Date Published: July 19, 2017
Publisher: Public Library of Science
Author(s): Larry Xi, Alexander Belyaev, Sandra Spurgeon, Xiaohui Wang, Haibiao Gong, Robert Aboukhalil, Richard Fekete, Ruslan Kalendar.
A central challenge in sequencing single-cell genomes is the accurate determination of point mutations, phasing of these mutations, and identifying copy number variations with few assumptions. Ideally, this is accomplished under as low sequencing coverage as possible. Here we report our attempt to meet these goals with a novel library construction and library amplification methodology. In our approach, single-cell genomic DNA is first fragmented with saturated transposition to make a primary library that uniformly covers the whole genome by short fragments. The library is then amplified by a carefully optimized PCR protocol in a uniform and synchronized fashion for next-generation sequencing. Each step of the protocol can be quantitatively characterized. Our shallow sequencing data show that the library is tightly distributed and is useful for the determination of copy number variations.
The genetic variations that can occur in single cells, such as single-nucleotide variations (SNVs) and copy number variations (CNVs) are the driving forces in many biological processes, including evolution and cancer . Most of the current studies on genetic variations rely on bulk DNA sequencing, which only provides a coarse view into the average state of a population of cells. Although bulk sequencing provides an adequate picture for studies at the germline level or for homogeneous systems, it works poorly for systems such as solid tumors, which are complex mixtures of cells that can include noncancerous fibroblasts, endothelial cells, lymphocytes, and macrophages. The noncancerous cells can contribute more than 50% of the total DNA extracted, potentially masking important aberrations from the cancer cells . In addition, the heterogeneity of cancerous cells within tumors and the myriad of genome instability processes that shape tumor evolution over space and time cannot be resolved by bulk sequencing [3, 4]. In contrast, single-cell approaches using next-generation sequencing (NGS) have yielded important insights into the key genomic features of various subpopulations and the evolutions of various cancer clones .
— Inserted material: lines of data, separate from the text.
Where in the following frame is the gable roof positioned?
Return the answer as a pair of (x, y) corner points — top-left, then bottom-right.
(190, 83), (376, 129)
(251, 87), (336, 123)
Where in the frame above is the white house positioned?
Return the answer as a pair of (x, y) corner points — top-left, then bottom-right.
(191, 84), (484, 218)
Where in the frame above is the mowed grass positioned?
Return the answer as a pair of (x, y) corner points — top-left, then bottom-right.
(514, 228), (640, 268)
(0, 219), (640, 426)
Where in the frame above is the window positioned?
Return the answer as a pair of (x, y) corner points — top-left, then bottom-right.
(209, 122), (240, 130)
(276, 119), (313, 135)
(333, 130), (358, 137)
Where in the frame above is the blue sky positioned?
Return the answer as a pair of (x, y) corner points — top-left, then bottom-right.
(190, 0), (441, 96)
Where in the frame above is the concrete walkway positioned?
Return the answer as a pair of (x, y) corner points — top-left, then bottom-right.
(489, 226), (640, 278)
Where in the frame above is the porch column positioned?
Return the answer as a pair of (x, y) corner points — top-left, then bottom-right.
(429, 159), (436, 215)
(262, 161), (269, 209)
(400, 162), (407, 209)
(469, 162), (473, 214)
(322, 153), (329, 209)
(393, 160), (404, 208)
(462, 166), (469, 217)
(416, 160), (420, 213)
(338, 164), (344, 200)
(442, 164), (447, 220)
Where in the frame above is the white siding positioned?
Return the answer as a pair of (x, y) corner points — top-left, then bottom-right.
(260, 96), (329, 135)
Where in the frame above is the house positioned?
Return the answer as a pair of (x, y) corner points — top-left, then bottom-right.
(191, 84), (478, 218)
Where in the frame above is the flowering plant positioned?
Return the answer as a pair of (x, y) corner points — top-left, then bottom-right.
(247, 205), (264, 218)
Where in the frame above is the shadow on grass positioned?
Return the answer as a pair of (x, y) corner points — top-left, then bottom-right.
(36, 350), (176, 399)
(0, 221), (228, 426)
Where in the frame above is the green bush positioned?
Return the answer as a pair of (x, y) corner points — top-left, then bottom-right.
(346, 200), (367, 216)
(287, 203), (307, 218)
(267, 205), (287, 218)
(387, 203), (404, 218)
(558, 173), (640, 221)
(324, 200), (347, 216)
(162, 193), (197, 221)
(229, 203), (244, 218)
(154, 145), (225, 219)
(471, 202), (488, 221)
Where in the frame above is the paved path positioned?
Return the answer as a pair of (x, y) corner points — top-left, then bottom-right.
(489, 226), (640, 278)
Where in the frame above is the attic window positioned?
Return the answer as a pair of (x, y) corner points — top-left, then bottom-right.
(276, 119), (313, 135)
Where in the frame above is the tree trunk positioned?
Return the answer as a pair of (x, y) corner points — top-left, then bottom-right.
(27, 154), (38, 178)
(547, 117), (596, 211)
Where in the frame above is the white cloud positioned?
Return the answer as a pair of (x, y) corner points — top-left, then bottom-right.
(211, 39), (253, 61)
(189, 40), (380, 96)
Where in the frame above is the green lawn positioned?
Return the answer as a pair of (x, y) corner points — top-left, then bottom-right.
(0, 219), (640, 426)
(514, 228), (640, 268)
TnBC library construction involves two steps: saturated transposition and unbiased PCR amplification. The library is quality controlled by Ct, product profile, duplication rate, distribution of CN state, and Lorenz curves. The shallow sequence of the library can be used for revelation of CNV and for a QC step before a commitment to deep sequencing. With optimized protocols, we will apply the methodology to comparison of cancer cells and normal cells. In an ideal TnBC library, each haploid from a single cell will generate one unique set of contiguous fragments. Since each fragment from a set has a unique combination of 5ʹ and 3ʹ ends in the coordinates of the reference genome, two alleles within a cell can be distinguished by their unique 5ʹ and 3ʹ ends combinations, i.e. UFIs (Fig 1). UFIs not only provide barcoding at the individual fragment level, but they also have the potential to be used to link neighboring fragments. When fragments are amplified, the abundance of fragments may vary, but the UFIs remain unchanged (Fig 1). Any variation in abundance of fragments can be normalized using UFIs. With deep sequencing, we expect to detect SNVs and absolute copy number information.